All species of Honeysuckle plant (Lonicera) fall into two categories: 1) arching shrubs and 2) twinning bines, with the large majority being climbing plants that make for attractive Honeysuckle vines. These Honeysuckle vines produce trumpet-shaped flowers, honey-like scents, and sweet nectar that attract butterflies, hummingbirds, and even humans who enjoy sampling the nectar.
This type of vine is quite easy to grow when correctly planted and maintained. However, if you find yourself having trouble getting your Honeysuckle vine to thrive, you may be making some of the following mistakes in caring for your plant.
These mistakes are common, but fortunately, they are also easily remedied.
1. Planting Too Late in the Season
Honeysuckle vines should be planted in cooler climates during spring because their roots thrive when cool and shaded. However, make sure to wait until the final frost before planting them.
When the timing is finally right, locate a spot for planting where they'll get full sun, or at the very least, partial sun exposure. Plant your Honeysuckle at a soil depth of 18 inches (45 cm) and lay an organic fertilizer or compost over the top 3 inches (7.5 cm).
2. Too Little Water at First, Too Much Water Later
This type of vine is sensitive to the amount of water and moisture it receives. When you first plant your Honeysuckle, the plant will need a considerable amount of water to help it grow. However, when summer arrives, your vine will be more fortified and only need small amounts of water, even during dry spells. Unfortunately, many people mistake watering the plant equally throughout these different stages, which is a definite recipe for harmful overwatering in the summer months.
The more important goal isn't to provide the vine with excess moisture but rather to retain the modest level of moisture that is proper for flourishing. To retain moisture, mulch the base of the plant heavily. A 2-inch (5 cm) layer of dried leaves, pine needles, or shredded bark makes an ideal mulch for the Honeysuckle vine.
3. Incorrect Use of Fertilizer
At the beginning of the growing season, add a balanced fertilizer (10-10-10) around the base of the plant. Make sure you choose a controlled release variety. In midsummer, fertilize again with a balanced formula liquid fertilizer to encourage continual flower blooms.
Be especially careful not to fertilize too much. Many growers don't realize they've made this mistake until it's too late because things will seem just fine at first. Using too much fertilizer will still cause the foliage to thrive, which will give the initial impression of a successful vine. Still, the excess fertilizer will negatively impact flowering down the line. Keep the soil pH between 6.1 and 7.8.
4. Poor Timing When Pruning
Allow plants to become well established before pruning. Pruning Honeysuckle too early can reduce the number of blooms the vine produces or kill the whole plant. Honeysuckle vines should be allowed to grow for two years before pruning. Prune lightly during the growing season to encourage new growth.

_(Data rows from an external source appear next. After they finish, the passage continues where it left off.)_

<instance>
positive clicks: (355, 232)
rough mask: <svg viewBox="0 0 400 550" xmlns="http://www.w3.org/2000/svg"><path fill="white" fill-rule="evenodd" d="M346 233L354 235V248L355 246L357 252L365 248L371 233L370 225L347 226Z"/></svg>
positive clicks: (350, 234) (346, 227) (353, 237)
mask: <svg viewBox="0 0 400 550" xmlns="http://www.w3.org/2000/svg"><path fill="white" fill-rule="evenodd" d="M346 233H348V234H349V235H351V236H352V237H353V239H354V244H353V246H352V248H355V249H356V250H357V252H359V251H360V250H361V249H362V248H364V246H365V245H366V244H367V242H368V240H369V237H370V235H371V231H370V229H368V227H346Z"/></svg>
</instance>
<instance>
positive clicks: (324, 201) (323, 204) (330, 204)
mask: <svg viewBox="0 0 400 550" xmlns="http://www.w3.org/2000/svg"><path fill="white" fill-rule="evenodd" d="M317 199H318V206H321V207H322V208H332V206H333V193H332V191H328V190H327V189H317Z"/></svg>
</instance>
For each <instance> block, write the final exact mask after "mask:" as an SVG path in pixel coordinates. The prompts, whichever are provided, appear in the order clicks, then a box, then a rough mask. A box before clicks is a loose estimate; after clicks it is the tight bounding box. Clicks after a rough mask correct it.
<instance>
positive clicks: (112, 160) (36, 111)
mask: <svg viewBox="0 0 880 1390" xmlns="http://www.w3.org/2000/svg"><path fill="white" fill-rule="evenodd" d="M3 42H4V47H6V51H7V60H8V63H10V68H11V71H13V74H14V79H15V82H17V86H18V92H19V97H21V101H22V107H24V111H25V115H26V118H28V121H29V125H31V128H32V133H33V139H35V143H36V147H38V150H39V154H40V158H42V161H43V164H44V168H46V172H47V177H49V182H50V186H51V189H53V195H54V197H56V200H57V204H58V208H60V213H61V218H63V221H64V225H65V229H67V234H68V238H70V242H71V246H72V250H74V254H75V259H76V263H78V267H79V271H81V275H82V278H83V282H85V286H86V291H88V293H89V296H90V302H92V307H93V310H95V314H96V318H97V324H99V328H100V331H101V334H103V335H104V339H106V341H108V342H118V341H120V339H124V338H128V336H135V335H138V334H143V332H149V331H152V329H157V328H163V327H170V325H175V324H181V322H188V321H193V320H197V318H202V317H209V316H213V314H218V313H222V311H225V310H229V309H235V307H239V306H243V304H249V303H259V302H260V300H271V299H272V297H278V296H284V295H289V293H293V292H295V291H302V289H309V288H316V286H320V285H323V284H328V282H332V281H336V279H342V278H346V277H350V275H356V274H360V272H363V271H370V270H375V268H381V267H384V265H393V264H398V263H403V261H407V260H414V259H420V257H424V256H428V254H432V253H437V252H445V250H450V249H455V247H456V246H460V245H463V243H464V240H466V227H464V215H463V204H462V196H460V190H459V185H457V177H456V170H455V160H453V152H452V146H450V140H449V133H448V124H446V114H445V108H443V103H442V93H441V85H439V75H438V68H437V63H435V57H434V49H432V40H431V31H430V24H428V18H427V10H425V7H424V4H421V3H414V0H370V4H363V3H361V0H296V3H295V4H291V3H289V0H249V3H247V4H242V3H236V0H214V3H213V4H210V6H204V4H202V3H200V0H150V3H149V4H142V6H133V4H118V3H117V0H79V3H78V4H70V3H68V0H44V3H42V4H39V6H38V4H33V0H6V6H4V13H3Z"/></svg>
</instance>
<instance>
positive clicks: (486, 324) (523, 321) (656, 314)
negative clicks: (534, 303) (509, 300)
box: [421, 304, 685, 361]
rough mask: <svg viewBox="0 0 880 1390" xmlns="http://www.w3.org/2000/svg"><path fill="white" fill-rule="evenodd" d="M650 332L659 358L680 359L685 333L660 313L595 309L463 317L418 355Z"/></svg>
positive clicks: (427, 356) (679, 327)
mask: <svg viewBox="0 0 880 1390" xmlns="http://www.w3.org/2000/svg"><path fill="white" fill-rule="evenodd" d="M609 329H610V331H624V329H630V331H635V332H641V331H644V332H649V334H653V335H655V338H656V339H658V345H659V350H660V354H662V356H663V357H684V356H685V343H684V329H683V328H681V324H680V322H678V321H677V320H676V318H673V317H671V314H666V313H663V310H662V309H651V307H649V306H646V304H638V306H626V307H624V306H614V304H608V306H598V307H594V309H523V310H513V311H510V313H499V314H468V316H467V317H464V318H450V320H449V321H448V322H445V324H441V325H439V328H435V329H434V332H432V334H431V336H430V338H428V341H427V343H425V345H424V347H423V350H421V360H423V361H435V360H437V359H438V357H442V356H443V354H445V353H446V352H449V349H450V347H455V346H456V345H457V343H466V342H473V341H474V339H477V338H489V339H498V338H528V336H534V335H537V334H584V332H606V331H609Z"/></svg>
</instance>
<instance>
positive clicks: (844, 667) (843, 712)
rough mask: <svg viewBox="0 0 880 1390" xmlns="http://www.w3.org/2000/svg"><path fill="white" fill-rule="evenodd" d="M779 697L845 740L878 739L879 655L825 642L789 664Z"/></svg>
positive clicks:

With light pruning, only remove old and bloomed-out flowers.
Older shoots on established plants should be removed during the spring to encourage later flowering. It's safe to cut the plant back 1/3 for major pruning. Late February to March are the ideal times to prune most Honeysuckle vines.
5. Mold from Poor Ventilation
Honeysuckle vines are prone to powdery mildews and molds. To reduce the chance of these developing on the vine, ensure adequate air movement around your plants. Always plant in the open air.
6. Improper Support
Most Honeysuckle vines are grown with support systems, although sometimes grown as ground cover for erosion control. If using support systems, it's important to use them correctly. The trellis or arbor should be in place before planting. This removes the possibility of damaging the plant when installing a trellis on an area where a plant is already established.
Plant the vine 6 to 12 inches (15 to 30 cm) away from the support to allow enough room for it to grow. Once the vine starts climbing the support system, tie it to the arbor using a strong, stretchy material, like strips of old nylon hosiery. Cross the material between the stem and the support system to prevent the stems from rubbing together.